Our cycling protocol was modeled after that used by Fairchild et al. (8), who showed that a similar exercise bout combined with a high-carbohydrate diet led to supercompensation of muscle glycogen levels in 24 h. Glycogen synthesis rates after short-term high-intensity exercise are much higher than after prolonged endurance exercise (17). It has been suggested that the rapid rates of glycogen resynthesis after high-intensity exercise, even without carbohydrate ingestion, are attributable largely to glycogen synthesis from lactate, with little contribution from glucose uptake (10,17). Interestingly, there was a significantly greater increase in circulating lactate in the chromium group. The greater plasma lactate in recovery in the chromium group could indicate greater lactate efflux from muscle, resulting from less lactate conversion to glycogen. Because glycogen synthesis was similar between groups, this could indicate greater contribution of glucose uptake to glycogen formation with chromium supplementation. Alternatively, the increased lactate in the chromium group could indicate a redistribution of intracellular glucose toward glycolysis rather than glycogen formation. Again, because glycogen synthesis was the same between groups, this would have to be achieved by a greater glucose uptake. However, glucose levels were not lower with chromium, which casts doubt on these speculations.
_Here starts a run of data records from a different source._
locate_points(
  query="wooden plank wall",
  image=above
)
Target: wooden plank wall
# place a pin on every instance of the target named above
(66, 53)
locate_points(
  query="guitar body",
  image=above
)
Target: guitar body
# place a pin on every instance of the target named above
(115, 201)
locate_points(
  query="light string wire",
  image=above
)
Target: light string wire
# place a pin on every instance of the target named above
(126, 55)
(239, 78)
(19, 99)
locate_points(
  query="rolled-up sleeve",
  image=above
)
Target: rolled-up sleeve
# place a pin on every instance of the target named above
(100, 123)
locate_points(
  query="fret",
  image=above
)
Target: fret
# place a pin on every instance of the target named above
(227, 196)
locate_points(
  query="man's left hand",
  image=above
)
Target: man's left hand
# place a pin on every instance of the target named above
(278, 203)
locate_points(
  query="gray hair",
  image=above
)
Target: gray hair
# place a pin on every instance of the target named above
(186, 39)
As expected, compared with the initial 2 h after exercise, the rate of glycogen synthesis was much lower during the subsequent 22-h period (slow phase of glycogen synthesis). Glycogen levels after 24 h of recovery were significantly higher than baseline (15%), indicating supercompensation (2). Classical methods involve 3 d of high-carbohydrate intake to supercompensate muscle glycogen (3,19), but when appropriate exercise-selection and nutritional protocols are used, 1 d is sufficient (8); our data confirm such a phenomenon.

In summary, the rapid phase of glycogen synthesis during 2 h of recovery from high-intensity exercise was not significantly enhanced by chromium supplementation. There was a trend for less activation of PI 3-kinase during recovery. Circulating lactate responses to exercise were significantly higher with chromium supplementation. The findings are specific to the time period after brief high-intensity exercise and under conditions of a large quantity of rapidly absorbed carbohydrates and high glucose availability. Chromium may have different effects after aerobic exercise and/or when carbohydrates are less abundant.

This work was sponsored by Nutrition 21, Inc.